Battles between doctors can impact the very asset they're struggling over -- the practice itself. Staff take sides when doctors argue, and morale and performance are affected. "Some staff leave with a doctor if they've been together a long time and the staff feel like the doctor was cheated," says Susan Rockwood, administrator at Stillwater Medical Group PA, in Stillwater, Minn. And problems for staff lead to problems for patients.
"One of the main concerns is providing continuity for the patients," says Rockwood. "You have to notify patients well in advance of the retirement and suggest how they might go about establishing a new relationship with another doctor. It helps to have a letter go out from the retiring doctor thanking the patient and making the connection to another doctor."
"The best thing doctors can do," says Plante, "is to automatically revisit their retirement agreement every few years, so decisions don't become personal."
What will I do when I'm retired?
Last but not least, it's crucial to think positively about life after retirement. While no one looks forward to the stereotypical vision of lounging in rocking chairs and building ships in bottles, doctors can be especially depressed by what they perceive as a life of inactivity or lost identity.

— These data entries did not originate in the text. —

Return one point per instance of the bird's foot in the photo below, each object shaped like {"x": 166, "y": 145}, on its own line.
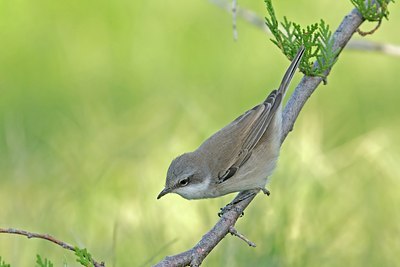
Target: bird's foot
{"x": 265, "y": 191}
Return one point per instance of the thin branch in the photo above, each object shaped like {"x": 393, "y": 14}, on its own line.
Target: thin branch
{"x": 303, "y": 91}
{"x": 257, "y": 21}
{"x": 233, "y": 231}
{"x": 234, "y": 19}
{"x": 45, "y": 237}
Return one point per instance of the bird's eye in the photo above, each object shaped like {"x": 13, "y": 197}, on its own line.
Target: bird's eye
{"x": 184, "y": 182}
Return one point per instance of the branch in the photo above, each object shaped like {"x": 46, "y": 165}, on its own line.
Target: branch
{"x": 303, "y": 91}
{"x": 257, "y": 21}
{"x": 45, "y": 237}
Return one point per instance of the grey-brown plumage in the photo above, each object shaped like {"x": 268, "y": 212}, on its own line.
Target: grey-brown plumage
{"x": 238, "y": 157}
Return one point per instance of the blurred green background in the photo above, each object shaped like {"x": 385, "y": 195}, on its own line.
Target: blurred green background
{"x": 97, "y": 97}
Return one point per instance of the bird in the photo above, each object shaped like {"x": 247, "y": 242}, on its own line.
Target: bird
{"x": 241, "y": 156}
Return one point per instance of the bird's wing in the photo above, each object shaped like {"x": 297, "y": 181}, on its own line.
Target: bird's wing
{"x": 251, "y": 128}
{"x": 237, "y": 140}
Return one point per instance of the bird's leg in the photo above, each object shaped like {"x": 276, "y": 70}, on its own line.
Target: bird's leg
{"x": 240, "y": 197}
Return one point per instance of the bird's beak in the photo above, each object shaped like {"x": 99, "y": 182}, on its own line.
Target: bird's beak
{"x": 164, "y": 192}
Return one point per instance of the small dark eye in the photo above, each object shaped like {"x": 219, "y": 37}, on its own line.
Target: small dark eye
{"x": 184, "y": 182}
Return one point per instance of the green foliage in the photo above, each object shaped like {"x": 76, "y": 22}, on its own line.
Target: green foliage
{"x": 43, "y": 263}
{"x": 373, "y": 10}
{"x": 84, "y": 257}
{"x": 316, "y": 38}
{"x": 3, "y": 264}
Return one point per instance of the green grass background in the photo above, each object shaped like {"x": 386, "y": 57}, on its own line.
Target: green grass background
{"x": 97, "y": 97}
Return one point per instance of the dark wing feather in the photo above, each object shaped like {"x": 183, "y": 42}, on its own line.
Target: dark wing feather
{"x": 256, "y": 129}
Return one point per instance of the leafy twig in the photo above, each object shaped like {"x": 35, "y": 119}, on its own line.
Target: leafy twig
{"x": 51, "y": 239}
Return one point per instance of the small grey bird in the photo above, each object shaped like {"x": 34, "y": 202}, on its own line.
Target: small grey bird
{"x": 238, "y": 157}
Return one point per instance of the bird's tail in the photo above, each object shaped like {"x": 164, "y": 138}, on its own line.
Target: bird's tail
{"x": 290, "y": 72}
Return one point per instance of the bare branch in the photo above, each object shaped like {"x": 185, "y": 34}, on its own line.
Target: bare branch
{"x": 234, "y": 19}
{"x": 257, "y": 21}
{"x": 303, "y": 91}
{"x": 233, "y": 231}
{"x": 45, "y": 237}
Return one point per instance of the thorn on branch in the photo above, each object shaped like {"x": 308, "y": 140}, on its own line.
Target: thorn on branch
{"x": 234, "y": 232}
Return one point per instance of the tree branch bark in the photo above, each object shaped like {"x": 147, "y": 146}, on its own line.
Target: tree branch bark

"Even those with a lot of outside interests find their work makes up their identity," says Rockwood. "This can be especially true in a small town where they've been the doctor for 30 years and everyone has a professional relationship with them. They are 'the doctor,' and that's hard to walk away from."
However, Gunther sees more and more doctors who are not totally defined by their work. "Older doctors were mostly working in individual practices, while younger doctors are either in large partnerships or in HMOs or other large organizations. For them, being a doctor is not such a purely individual reflection of themselves."
Retirement need not be the unpleasant reality waiting at the end of the road. With thorough planning and the right mental preparation, the retirement years really can be golden.